The three-dimensional model surfaces were constructed by generating two-dimensional height data using Microsoft Excel and Avizo Software, version 6.3.

Bacterial Growth and Sample Preparation

Two bacterial strains, Staphylococcus aureus CIP 65.8 and Pseudomonas aeruginosa ATCC 9027, were used. Bacterial strains were obtained from the American Type Culture Collection (ATCC, USA) and the Culture Collection of the Institute Pasteur (CIP, France). Bacterial strain stocks were prepared in 20% glycerol nutrient broth (Merck) and stored at –80 °C. Both strains were cultured on nutrient agar (Oxoid) and nutrient broth (Oxoid) at room temperature (ca. 22 °C). In addition, incubation at 37 °C was also tested to confirm whether the bacterial attachment patten will be affected. No statistically significant differences were found (data not shown).

Prior to each experiment, a fresh bacterial suspension was prepared as previously reported22. At least two independent experiments in triplicate and with correspondent controls have been performed.

Visualization and Quantification of Viable Cells and EPS

In order to visualize viable bacteria and the EPS, standard staining techniques were used. The bacteria were stained with SYTO® 17 Red (Molecular ProbesTM, Invitrogen) and the EPS was stained green with Alexa Fluor® 488 (Molecular ProbesTM, Invitrogen), a conjugate of succinylated concanavalin A22. Images of the bacteria attached to titanium surfaces and the EPS were recorded with a confocal laser scanning microscope (CSLM) Olympus Fluorview FV1000 Spectroscopic Confocal System. The system included an inverted microscope OLYMPUS IX81 [with 20×, 40× (oil), 100× (oil) UIS objective lenses] and was operated with multiple Ar, He and Ne laser lines (458, 488, 515, 543, 633 nm). The 488 nm laser was used to image the concanavalin A Alexa® 488 dye and the 543 nm laser was used to image the SYTO® 17 Red. Avizo package, version 6.3 was employed to process the CSLM images and construct 3D visualization.
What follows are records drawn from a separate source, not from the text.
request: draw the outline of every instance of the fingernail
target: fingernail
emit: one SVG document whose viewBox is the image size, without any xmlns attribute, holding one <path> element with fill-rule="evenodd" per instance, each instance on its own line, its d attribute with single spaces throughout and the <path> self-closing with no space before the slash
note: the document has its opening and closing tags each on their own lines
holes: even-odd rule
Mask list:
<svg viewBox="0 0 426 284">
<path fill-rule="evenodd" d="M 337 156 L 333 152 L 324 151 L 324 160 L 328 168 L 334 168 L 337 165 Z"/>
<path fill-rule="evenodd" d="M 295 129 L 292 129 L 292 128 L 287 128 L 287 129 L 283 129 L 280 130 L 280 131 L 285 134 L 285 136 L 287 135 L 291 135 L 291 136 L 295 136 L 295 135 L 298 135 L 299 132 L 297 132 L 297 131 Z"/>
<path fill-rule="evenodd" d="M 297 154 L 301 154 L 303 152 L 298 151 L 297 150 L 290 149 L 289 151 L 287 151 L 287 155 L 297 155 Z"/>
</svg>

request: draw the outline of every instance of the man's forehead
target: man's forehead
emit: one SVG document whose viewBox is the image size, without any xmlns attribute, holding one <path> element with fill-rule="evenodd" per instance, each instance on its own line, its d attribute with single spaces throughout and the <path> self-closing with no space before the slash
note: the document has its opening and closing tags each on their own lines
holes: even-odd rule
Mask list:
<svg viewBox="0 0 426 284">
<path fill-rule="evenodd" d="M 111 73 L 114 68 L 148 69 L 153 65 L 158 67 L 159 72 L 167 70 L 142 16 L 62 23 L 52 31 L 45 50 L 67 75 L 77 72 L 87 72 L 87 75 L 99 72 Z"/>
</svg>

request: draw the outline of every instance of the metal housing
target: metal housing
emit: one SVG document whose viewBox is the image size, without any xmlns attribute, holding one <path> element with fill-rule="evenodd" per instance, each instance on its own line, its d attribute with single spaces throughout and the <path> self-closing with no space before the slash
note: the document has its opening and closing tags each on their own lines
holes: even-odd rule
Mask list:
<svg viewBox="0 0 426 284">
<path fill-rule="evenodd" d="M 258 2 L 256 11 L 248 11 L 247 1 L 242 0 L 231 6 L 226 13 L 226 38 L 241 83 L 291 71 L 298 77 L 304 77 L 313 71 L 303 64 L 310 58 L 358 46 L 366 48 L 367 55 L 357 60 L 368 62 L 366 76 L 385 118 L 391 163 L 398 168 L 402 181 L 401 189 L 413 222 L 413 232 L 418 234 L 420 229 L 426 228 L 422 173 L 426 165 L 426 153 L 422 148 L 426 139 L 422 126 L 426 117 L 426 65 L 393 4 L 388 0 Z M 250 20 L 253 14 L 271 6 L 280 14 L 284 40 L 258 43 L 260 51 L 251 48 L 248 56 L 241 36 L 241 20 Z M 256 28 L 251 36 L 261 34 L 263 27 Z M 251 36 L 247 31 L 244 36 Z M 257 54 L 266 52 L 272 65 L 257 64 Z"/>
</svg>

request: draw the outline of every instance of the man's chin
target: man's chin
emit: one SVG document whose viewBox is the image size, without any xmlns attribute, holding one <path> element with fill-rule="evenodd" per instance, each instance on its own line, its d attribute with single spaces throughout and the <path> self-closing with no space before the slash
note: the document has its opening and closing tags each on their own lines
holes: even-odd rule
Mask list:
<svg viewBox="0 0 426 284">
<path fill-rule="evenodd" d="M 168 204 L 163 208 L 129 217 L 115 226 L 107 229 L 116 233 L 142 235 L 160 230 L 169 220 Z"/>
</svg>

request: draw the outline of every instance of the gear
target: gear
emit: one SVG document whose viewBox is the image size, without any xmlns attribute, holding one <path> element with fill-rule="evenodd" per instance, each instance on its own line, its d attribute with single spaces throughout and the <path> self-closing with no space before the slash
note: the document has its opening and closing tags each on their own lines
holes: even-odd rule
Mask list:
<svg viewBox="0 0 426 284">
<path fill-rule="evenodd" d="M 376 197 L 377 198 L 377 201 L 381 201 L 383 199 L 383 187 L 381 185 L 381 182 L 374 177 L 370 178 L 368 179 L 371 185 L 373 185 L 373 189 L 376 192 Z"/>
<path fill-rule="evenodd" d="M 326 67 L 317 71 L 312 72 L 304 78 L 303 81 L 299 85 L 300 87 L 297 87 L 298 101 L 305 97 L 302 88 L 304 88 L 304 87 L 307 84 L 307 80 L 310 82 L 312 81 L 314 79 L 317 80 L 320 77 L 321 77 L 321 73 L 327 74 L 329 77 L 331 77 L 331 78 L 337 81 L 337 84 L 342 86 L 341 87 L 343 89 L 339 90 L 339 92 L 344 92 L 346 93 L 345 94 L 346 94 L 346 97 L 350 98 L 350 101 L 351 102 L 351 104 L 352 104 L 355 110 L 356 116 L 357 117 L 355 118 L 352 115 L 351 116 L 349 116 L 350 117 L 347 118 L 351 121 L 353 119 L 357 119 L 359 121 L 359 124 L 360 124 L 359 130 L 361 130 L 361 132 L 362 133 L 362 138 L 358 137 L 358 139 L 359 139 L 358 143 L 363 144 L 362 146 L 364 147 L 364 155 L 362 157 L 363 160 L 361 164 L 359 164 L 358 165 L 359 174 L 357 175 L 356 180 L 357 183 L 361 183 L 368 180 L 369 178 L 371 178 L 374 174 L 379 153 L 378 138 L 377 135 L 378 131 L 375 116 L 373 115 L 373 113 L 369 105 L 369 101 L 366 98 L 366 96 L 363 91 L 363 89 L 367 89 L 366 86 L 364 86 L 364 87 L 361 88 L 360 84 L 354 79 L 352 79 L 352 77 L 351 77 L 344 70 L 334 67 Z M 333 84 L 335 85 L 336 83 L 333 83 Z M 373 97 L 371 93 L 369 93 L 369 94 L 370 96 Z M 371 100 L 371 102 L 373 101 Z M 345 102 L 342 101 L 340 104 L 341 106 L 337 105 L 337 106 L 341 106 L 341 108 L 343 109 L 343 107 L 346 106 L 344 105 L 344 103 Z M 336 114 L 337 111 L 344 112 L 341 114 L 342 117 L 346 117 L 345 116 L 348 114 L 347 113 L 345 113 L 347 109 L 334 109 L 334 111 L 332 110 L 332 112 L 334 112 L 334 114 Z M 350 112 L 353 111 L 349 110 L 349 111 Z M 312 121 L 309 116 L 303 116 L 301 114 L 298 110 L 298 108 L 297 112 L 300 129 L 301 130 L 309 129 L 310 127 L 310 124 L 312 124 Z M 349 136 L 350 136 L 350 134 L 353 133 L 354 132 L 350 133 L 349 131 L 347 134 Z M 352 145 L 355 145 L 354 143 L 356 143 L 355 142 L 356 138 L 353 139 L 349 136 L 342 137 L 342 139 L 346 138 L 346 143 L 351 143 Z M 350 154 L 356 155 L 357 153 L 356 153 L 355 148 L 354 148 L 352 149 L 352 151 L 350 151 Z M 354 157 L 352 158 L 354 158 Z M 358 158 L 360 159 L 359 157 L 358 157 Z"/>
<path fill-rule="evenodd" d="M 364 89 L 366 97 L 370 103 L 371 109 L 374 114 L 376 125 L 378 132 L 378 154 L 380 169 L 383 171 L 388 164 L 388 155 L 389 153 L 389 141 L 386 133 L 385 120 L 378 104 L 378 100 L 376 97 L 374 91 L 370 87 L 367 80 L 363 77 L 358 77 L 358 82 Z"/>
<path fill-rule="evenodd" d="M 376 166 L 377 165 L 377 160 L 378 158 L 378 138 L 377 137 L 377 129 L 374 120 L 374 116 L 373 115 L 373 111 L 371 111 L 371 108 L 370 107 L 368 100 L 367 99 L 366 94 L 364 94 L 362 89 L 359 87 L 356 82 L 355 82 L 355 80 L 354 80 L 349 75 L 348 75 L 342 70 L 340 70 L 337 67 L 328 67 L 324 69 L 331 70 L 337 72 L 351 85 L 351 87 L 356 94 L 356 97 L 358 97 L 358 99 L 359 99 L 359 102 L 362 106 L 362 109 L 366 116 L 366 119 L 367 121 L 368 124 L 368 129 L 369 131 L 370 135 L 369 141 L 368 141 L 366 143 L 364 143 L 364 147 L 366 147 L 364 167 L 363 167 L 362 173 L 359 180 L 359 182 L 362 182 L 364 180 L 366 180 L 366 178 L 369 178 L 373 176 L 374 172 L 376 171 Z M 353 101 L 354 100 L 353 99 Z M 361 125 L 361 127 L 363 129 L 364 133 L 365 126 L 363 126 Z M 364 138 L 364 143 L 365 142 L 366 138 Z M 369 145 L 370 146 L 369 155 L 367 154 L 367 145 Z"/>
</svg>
To quantify 3D biofilm image stacks, specialized computer software, COMSTAT, was used51. Scanned areas were exported into a stack of grey-scale 8-bit images by Fluoview FV 7.0. Two quantitative parameters of biomass density were used to describe the pattern of attached bacterial cells on the titanium surfaces51: (i) the biovolume, which encompasses both cells and EPS and (ii) the average biofilm thickness. Both parameters have the dimension of length: the biovolume represents the overall volume of the cells and EPS per unit area of substrate and the average biofilm thickness provides a measure of depth size of the cells and EPS. For the purposes of statistical analysis twenty five fields of view were examined.

In all scanning electron microscopy experiments, titanium surfaces with attached bacteria were gold-coated as previously reported22. High-resolution images of titanium thin films with the retained bacterial cells were taken using an FESEM (ZEISS SUPRA 40VP) at 3 kV at 1,000×, 5,000× and 20,000× magnification. Images at 1,000× and 5,000× magnification were used to calculate the number of bacteria attaching to the titanium surfaces; the results were statistically analyzed. Each of attachment experiments were repeated twice and five data points of each repeat were collected.